The temporary process is outlined below:
- Cafcass has issued with immediate effect, temporary guidance to support Family Court Advisers when making recommendations progressing cases in the current context where DAPP provision is severely limited.
- Cafcass is establishing a small, dedicated team to review the circumstances of families for whom a DAPP has been ordered, but not yet completed, prioritising first those for whom a DAPP has not yet commenced. These case reviews will involve a Family Court Adviser reviewing the child’s file, speaking with adults and children to re-assess the current risks and options, taking account of the new guidance. The child will be given the opportunity to write to the court explaining the impact for them and their wishes and feelings.

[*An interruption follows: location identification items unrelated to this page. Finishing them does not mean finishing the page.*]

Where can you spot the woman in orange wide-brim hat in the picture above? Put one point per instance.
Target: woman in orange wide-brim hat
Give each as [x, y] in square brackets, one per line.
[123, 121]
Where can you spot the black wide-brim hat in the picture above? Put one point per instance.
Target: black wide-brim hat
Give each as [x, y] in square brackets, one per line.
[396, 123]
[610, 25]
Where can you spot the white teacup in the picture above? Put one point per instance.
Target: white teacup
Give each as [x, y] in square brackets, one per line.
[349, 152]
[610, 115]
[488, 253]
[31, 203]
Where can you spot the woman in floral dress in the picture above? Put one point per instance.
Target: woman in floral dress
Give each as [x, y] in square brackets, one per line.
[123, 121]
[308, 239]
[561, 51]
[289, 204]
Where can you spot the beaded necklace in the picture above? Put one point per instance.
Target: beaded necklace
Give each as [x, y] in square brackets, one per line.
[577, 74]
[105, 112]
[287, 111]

- For cases that have been reviewed, Cafcass will request the court’s permission to file a further report, and there may need to be a further hearing to consider this. These reports may recommend either:
- that the case remains on the waiting list as no safe and beneficial arrangements for time with the child are possible without this provision, with appropriate ongoing oversight including a process of monthly review; or
- that the application to court for the existing order for a DAPP can be discharged and an alternative plan (informed by the reassessment) can be put in place: this could be a final order of no contact, a final order for contact with a safety plan and other provision, or an interim order for ‘a step-by-step approach to the progression of contact arrangements’, with a further review and an addendum ordered. From 1 May 2021, Child Contact Interventions commissioned by Cafcass on behalf of the Ministry of Justice were replaced with the new Improving Child and Family Arrangements (ICFA) service. The ICFA service is designed to be a more tailored and less prescriptive approach to meet the needs of individual children and their families.

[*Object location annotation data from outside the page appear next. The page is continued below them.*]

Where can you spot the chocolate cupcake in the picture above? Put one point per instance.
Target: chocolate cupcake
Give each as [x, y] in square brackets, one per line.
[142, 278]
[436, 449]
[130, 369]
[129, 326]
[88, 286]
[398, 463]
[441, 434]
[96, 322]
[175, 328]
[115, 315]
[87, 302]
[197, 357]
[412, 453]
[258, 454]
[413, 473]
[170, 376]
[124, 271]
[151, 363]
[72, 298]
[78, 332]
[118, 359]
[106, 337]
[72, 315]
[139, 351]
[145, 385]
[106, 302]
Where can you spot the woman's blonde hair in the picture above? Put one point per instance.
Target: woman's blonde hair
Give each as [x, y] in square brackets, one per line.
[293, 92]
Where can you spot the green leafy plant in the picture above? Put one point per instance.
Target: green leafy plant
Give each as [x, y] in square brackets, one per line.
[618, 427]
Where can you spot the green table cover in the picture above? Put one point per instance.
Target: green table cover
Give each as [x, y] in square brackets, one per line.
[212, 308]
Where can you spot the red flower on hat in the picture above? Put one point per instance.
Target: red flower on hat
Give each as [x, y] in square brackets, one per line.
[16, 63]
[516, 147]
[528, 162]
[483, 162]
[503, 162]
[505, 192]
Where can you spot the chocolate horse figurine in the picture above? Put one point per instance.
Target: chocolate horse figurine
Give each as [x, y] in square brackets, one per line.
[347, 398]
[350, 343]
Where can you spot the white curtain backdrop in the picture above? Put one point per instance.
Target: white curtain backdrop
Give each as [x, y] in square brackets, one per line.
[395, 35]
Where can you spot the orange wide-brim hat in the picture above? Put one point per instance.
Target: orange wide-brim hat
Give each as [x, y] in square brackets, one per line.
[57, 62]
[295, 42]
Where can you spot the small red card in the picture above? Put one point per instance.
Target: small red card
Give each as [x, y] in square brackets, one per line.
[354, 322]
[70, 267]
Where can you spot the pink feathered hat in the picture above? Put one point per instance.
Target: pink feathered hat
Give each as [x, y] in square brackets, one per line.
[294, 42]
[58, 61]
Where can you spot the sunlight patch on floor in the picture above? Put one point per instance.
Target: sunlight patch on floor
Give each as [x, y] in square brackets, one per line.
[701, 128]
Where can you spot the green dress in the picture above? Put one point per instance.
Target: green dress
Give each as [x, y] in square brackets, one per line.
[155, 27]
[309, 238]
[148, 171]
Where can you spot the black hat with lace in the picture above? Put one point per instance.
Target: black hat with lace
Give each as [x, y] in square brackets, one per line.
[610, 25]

- In areas where there is capacity to commence new individuals in face-to-face DAPP programmes, families identified at 3a above will take priority, under new arrangements for oversight, which are currently being developed. Cafcass will only start making referral recommendations in reports for new cases once those families with delayed proceedings have been able to progress, unless a DAPP is seen to be the most suitable option. In this situation, the family will be added to the DAPP waiting list.
Implementation of this temporary process will result in new referrals for DAPPs only being made in cases where it is truly necessary and having due regard to the delay this order will inevitably cause. Cafcass will keep the temporary arrangements under review and share the learning with the National Recovery Group. It is anticipated that DAPP provision will be reinstated when the system has recovered.
Cafcass Chief Executive Jacky Tiotto and Sir Andrew McFarlane, President of the Family Division said:
“We recognise how incredibly important it is for children and their families to receive the services they need without delay. The consequences of the pandemic and the essential need for the Domestic Abuse Perpetrator Programme to take place in-person has meant this hasn’t always been possible.
“We are working with all involved in family justice to ensure that the people currently waiting to take part in the programme are prioritised and that we have measures in place to ensure that waiting times are kept to a minimum and regularly reviewed for children and their families.”